私はこの先、楓さんにどう恩返しをしていこう。
もし、光蓮様が許してくれるのなら、東雲家に仕え、一生懸命働くことを誓おう。



いつか私の住む世界に戻って、お父さんやお母さん、知紘に会えると信じて。
今は……今を受け止めて、楓さんに恩返しするためにも一生懸命頑張るって私、たった今決めた。

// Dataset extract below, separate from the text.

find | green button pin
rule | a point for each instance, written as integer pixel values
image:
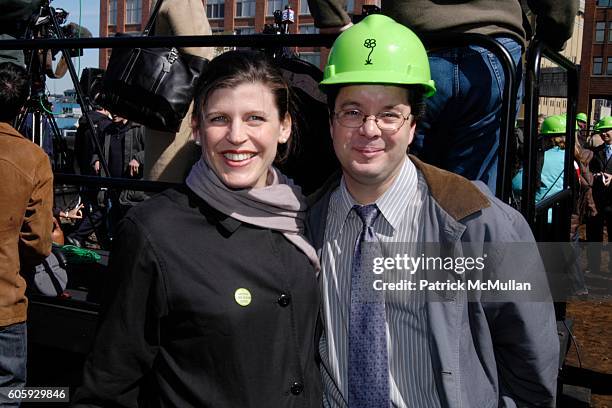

「この子は、蘭は何一つ知らないのです。聖様のことはもちろん、東雲家や東里家が何なのか、ここが東州の深森であることすら……しかし、南梨の間者ではないと、南梨のことは知らぬと嘘のない澄んだ目でハッキリと口にしました。私はそれを、信じております」


「……なるほど。それは不思議な話だ。この辺りで東雲家をを知らない者はいないとばかり思っていたが……蘭殿は、まるで異界から来たかのようだな」




───ドクン



異界……。
試すように口にした光蓮様の言葉に、心臓が激しく加速して、さっきまでとは違う、光蓮様の瞳の色に強く戸惑う。少なからず、私を疑っているその瞳にこの場から今すぐ逃げ出したくなった。